1966 год, когда Барт пишет и публикует «Критику и истину», становится для него решающим. Это, конечно, сильный жест самоутверждения, показывающий, что, занимаясь социологией объектов, Барт не покинул сферу литературы. Курс о риторике, который он читает с начала 1964/65 учебного года, продолжается и дает ему возможность разрабатывать систему языка как «техне». Он видит в риторике «огромные многовековые усилия по борьбе с афазией, основанные на идее, что язык не является „природным“, легким»[710]. Горизонт курса, как он уточняет с самого первого занятия, – антропология одновременно и слова, и «того, кто хочет говорить, собирается писать». В течение первого года изучается дискурс риторов от Горгия до классической риторики с привлечением Платона, Аристотеля, софистики и средневекового тривиума. Готовясь к курсу, он читает аббата Баттё и «Трактат о тропах» Дюмарсе, опирается на «Риторику, или Искусство говорить» Бернара Лами (1675), которую уже цитировал в сборнике «О Расине». Вдохновляется чтением книги Курциуса «Европейская литература и латинское Средневековье», которую перевели на французский в 1956 году.
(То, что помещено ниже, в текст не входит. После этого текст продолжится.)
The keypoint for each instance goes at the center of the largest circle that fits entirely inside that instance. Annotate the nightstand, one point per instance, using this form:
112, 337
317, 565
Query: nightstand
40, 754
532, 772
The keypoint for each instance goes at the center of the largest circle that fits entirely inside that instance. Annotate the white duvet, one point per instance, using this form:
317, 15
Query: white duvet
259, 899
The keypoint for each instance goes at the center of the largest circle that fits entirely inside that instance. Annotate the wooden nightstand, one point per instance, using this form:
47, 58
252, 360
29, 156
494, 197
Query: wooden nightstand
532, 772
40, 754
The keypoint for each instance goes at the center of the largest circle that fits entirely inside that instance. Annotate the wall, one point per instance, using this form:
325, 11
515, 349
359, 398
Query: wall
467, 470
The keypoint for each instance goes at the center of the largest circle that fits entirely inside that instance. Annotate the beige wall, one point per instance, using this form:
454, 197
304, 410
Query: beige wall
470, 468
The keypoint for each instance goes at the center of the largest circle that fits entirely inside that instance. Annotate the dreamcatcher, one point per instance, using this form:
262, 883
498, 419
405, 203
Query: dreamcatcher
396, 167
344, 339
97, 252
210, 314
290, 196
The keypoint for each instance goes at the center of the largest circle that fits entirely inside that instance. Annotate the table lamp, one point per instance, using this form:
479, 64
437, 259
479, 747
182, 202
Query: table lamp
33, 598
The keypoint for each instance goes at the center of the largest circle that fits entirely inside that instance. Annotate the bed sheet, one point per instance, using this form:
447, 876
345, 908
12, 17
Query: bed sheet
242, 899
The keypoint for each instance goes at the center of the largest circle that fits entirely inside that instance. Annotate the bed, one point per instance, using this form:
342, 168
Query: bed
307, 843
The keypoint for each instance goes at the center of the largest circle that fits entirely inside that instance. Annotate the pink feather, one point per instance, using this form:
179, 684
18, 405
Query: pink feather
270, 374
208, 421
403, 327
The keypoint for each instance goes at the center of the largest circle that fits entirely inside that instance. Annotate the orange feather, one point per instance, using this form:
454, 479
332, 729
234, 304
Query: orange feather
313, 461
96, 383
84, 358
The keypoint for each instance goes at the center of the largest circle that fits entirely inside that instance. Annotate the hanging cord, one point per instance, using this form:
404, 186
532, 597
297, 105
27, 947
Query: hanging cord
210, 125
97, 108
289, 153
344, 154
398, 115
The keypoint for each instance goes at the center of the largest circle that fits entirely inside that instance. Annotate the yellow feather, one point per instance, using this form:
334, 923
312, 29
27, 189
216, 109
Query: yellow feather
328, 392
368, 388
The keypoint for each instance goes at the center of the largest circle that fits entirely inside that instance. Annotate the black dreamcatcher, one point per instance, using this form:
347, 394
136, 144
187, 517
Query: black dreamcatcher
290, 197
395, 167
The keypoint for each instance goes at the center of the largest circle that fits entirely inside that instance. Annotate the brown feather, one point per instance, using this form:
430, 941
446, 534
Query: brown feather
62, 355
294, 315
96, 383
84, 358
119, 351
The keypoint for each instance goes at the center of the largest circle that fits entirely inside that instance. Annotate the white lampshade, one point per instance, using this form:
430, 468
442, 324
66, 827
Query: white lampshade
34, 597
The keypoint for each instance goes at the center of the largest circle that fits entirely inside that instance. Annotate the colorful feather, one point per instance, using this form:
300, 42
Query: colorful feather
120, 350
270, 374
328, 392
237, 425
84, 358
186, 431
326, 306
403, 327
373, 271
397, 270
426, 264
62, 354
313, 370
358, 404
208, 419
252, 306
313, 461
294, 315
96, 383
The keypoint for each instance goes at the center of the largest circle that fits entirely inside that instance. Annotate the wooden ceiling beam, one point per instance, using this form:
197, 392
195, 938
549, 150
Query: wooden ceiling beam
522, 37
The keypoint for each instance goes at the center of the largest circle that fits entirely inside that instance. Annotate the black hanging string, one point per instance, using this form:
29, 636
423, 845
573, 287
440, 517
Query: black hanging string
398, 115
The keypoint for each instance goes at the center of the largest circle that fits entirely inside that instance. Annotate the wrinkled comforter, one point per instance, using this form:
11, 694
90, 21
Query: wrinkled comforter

Референции, которые Барт представляет в начале длинной статьи «Античная риторика» в Communications в 1970 году (целиком написанной на основе его курса), носят главным образом классический характер: помимо Курциуса и фундаментальных работ Чарльза Болдуина «Античная риторика и поэтика» и «Средневековая риторика и поэтика», опубликованных в 1959 году, которые он читает по-английски, там можно найти «Формирование классической доктрины во Франции» Рене Брэ, «Историю французского языка» Фердинанда Брюно, «Словарь поэтики и риторики» Анри Морье[711]. В этот год он также обсуждает риторику с Марком Фумароли, с которым его познакомил Робер Мози: будучи еще пансионером Фонда Тьера, тот начал писать диссертацию о риторике у Корнеля. Ирония заключается в том, что, когда Марк Фумароли займет место преподавателя в Сорбонне в 1976 году, он сменит на этом посту Раймона Пикара.